Ein Eichhörnchen, welches in den Ästen eines Baumes sitzt und an einer Nuss knabbet

CH: Bauern vernichten Kulturland

28. November 2015

Der Schweizer Bauernverband hat seine Mitglieder zu einer nationalen Manifestation aufgerufen. Am vergangenen Freitag demonstrieren sie vor dem Bundeshaus für eine Kompensationspflicht für Kulturlandverlust in Gewässerräumen.

Die Landwirtschaft schiebt den Schwarzen Peter dabei einmal mehr dem Naturschutz zu. Brisant: Neue Daten aus sechs Kantonen beweisen, dass die Bauern selber die zweitgrössten Zerstörer von Kulturland sind. Und dass der Flächenverbrauch für Massnahmen des Gewässerschutzes vernachlässigbar sind.
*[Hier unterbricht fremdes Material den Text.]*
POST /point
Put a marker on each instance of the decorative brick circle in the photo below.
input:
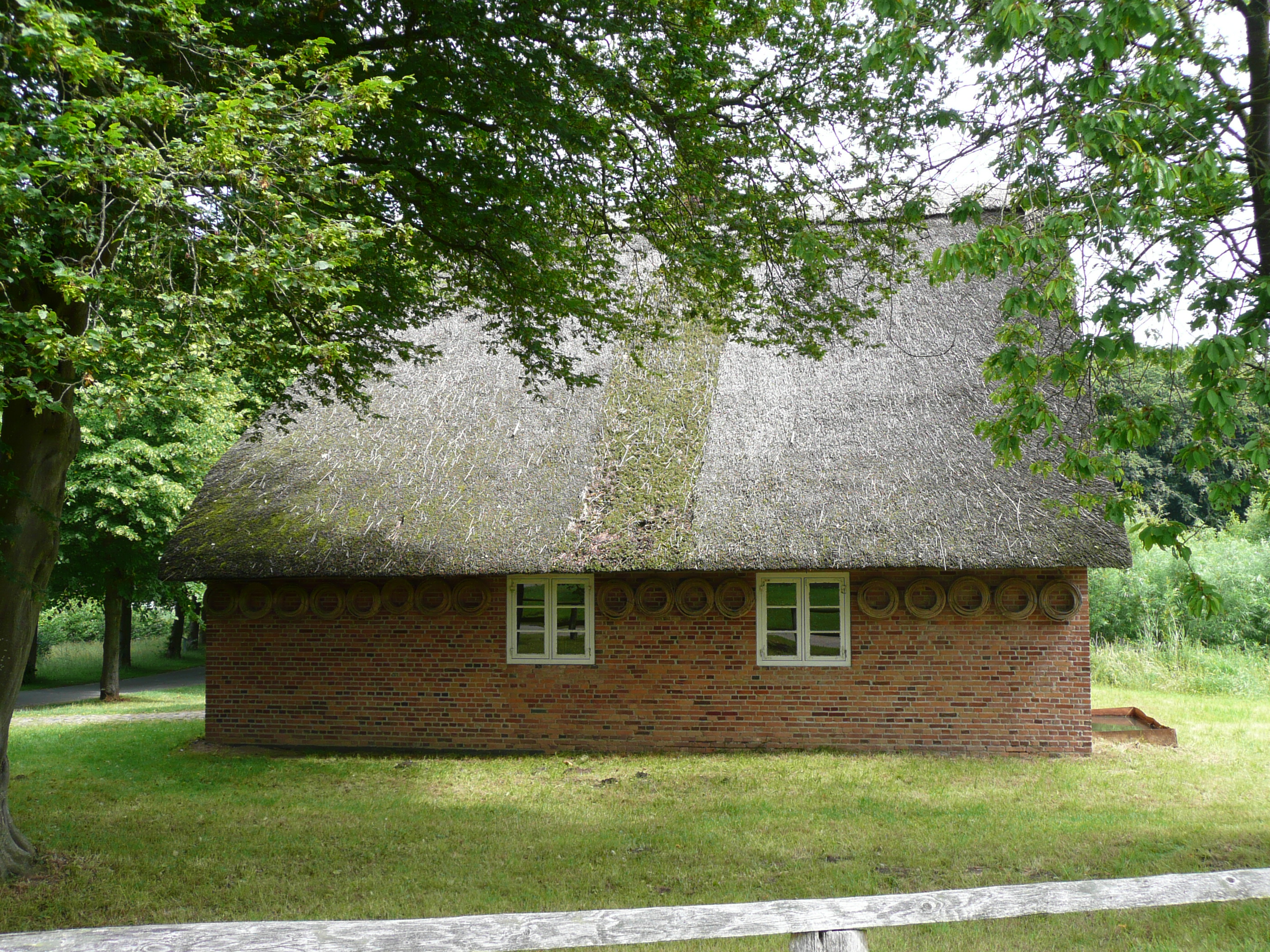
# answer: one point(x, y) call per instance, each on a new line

Offizielle Daten aus den Kantonen Zürich, Thurgau, St. Gallen Bern, Fribourg, Luzern und Graubünden und Auswertungen der Arealstatistik im Schweizer Talgebiet zeigen: Die Fläche, die Gewässerräume, Hochwasserschutzmassnahmen mit Flussrevitalisierungen und andere Naturschutzmassnamen beanspruchen, ist im Vergleich zum Kulturlandverlust, der durch diverse Überbauungen verursacht wird, verschwindend klein. Zu diesem Resultat kommt auch ein vor wenigen Tagen veröffentlichter Bericht der Geschäftsprüfungskommission des Nationalrats

Der WWF nimmt zu den Vorwürfen des Schweizer Bauernverbands wie folgt Stellung:

  1. Nationale und kantonale Bauernverbände führen eine koordinierte Kampagne gegen Naturschutzmassnahmen. Dabei blenden sie aus, dass sie selbst einer der grössten Zerstörer von Kulturland sind. Siedlungsbauten sind für 70% bis 90% des Kulturlandverlusts verantwortlich. Der Verkauf der Flächen für diesen Siedlungsbau ist eine lukrative Einnahmequelle für Bauern. Von den restlichen 10 bis 30%  des verlorenen Kulturlandes gehen 60% bis 90% auf das Konto von Ställen, Remisen, Masthallen und anderen landwirtschaftliche Bauten. Gewässer- und Naturschutz sind flächenmässig im Vergleich dazu absolut vernachlässigbar, aber unabdingbar für die Erhaltung der Biodiversität und den Schutz unseres Trinkwassers.
  2. Mit dem Bau von immer mehr und immer grösseren Ställen, Masthallen, Remisen, etc. und der miteinhergehenden Versiegelung für Zufahrten und Vorplätzen geht Jahr für Jahr viel Kulturland verloren, wie Zahlen aus verschiedenen Kantonen belegen. Dies ist einerseits wegen dem Flächenverlust problematisch. Andererseits aber auch, weil an mehr Nutztiere in der Regel auch mehr importierte Futtermittel verfüttert werden, was zu erhöhten Stickstoffemissionen führt. Diese schädigen Moore, Trockenwiesen und Wälder und gefährden damit die Biodiversität. 
  3. Kulturlandschutz im Blindflug: Anfragen bei verschiedenen Kantonen haben gezeigt, dass nur verlässliche Daten für die Überbauung von Kulturland und Fruchtfolgeflächen mit Siedlungen vorliegen, bei den anderen Bereichen nicht. Wo Zahlen vorliegen zeigt sich, dass nach dem Bau von Siedlungen jener von Ställen, Remisen, Masthallen und anderen landwirtschaftlichen Bauten der zweitgrösste Vernichter von Kulturland ist. Der Gewässer- und Naturschutz ist bezüglich der Flächenverluste vernachlässigbar, belegen sowohl Zahlen als auch qualitative Einschätzungen der Kantone.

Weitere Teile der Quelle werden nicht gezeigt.